EU crisis is not lack of liquidity but solvency

WITH every day that passes the fault lines within Europe become clearer and wider.

Germany’s Chancellor Angela Merkel now appears to be increasingly isolated, reminiscent of the Irish mother looking at children walking up and down the road saying “sure they’re all out of step apart from my Johnny” over how the crisis should be resolved.

There is a problem in my opinion of misdiagnosis of the crisis. Proposals have been put forward on the assumption that what European sovereigns are facing is a crisis of liquidity. It is reminiscent of the Irish government’s responses in 2008 and early 2009. Then we recall that the assumption was that Irish banks were suffering from a lack of liquidity when it was eminently clear that what they were suffering from was a lack of solvency. In the case of several European countries — Greece for the most part but perhaps also Ireland — solvency is the issue.

The European political system has been led up to now by a Franco-German axis which is acting like the black night in the Monty Python skit, crying out as successive governments and societies are amputated “it’s only a flesh wound”.

The European Central Bank has the tools available to it, but it’s also debatable as to whether these tools are the ones that should be used to end the crisis.

At the moment what we have is a veto by the troika on Ireland and Greece’s government spending. Handing over that veto, even if only in a flexible manner, to the European Central Bank does not make this an enormous improvement, and remains as deeply undemocratic as the present situation.

The issuance of eurobonds, or other forms of collective fiscal funding, ignores both the existing levels of debt and again runs the risk of handing over the power of the purse to an undemocratic organisation.

The history of political economy is that the power to raise and spend taxes is inextricably linked with the growth of the modern democratic state. If Europe wishes to move towards further fiscal integration, this can only happen along with further deepening of democratic control over this fiscal centralisation.

In my opinion the crux of the present problem is cultural. We all recall in Ireland the plaintive cries that “Ireland is not Iceland”. That is very true, and more’s the pity when you consider the relative performance of Ireland and Iceland over the last two years. But if Ireland is not Iceland, then Europe is not Germany. The E in the ECB stands for European.

It is as foolish to expect Greeks, Spaniards, or even Dutch, to become German as it is to expect Germans to overcome decades of cultural antipathy towards (the fear of) inflation. The institutions in Europe are a curious bunch. Most national or supranational institutions are an outgrowth of society.

The European institutions are a deliberate attempt by societies over time to produce institutions where no common cultural norms or commonalities exist. This will not make them any more or less valid, it just means they are inherently top-down rather than bottom-up.

People consider the United States to be a fairly monolithic whole while it is generally accepted that the US is an optimum currency region, but in fact this may not be the case.

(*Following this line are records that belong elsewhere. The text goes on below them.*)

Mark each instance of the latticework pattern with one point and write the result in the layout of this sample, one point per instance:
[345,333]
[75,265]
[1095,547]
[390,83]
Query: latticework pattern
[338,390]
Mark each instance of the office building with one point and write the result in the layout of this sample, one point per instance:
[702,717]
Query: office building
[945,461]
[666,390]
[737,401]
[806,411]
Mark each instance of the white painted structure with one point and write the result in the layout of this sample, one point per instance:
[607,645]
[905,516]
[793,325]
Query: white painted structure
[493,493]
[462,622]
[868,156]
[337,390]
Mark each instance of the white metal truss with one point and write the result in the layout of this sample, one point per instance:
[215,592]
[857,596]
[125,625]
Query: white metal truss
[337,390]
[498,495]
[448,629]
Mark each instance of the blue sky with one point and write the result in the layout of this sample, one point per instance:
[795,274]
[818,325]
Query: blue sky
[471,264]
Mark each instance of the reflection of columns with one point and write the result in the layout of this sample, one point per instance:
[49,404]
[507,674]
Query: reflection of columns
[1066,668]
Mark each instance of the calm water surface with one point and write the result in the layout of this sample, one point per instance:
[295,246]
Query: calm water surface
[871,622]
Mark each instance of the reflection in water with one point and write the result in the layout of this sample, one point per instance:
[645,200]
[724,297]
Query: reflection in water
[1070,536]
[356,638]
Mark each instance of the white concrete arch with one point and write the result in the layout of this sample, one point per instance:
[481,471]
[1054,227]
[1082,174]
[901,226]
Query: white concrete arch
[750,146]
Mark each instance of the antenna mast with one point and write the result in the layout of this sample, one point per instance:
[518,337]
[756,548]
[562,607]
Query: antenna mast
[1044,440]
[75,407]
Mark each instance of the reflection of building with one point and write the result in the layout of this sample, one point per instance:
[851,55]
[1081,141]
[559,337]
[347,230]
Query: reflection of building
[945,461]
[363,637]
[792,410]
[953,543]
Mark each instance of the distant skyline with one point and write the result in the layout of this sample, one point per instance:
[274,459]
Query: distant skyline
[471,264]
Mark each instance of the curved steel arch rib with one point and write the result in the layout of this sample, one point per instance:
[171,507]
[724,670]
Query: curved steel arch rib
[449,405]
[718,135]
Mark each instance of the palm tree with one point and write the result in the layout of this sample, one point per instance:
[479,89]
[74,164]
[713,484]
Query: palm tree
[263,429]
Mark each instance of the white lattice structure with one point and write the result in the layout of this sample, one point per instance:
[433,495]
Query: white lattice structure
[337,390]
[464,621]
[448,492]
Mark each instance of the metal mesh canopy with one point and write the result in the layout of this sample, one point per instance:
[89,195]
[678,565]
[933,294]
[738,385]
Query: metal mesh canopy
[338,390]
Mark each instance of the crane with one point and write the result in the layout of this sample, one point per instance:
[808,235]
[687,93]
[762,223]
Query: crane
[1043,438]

Psychological and anthropological research shows that the degree of intra-state differences in attitudes towards individuality and a whole series of cultural indicators are just as large as those between various parts of the European Union.

Vast economic differences persist between various parts of the US, yet the currency remains intact with even defaults of large cities and states not seeming to threaten the whole.

The US has however a very powerful federal government, which it is easy to forget emerged out of the crucible of an extremely bloody civil war.

The experience of the US in forming political economic institutions such as the Federal Reserve Board shows that nation-building takes a long time, is not easily achieved, and takes political will.

At the moment the political will — to even see that the problem is systemic, and not one of liquidity, requiring give-and-take on both sides of the German/rest of Europe divide — is missing.

Brian M Lucey is professor of finance,School of Business Studies,Trinity College Dublin.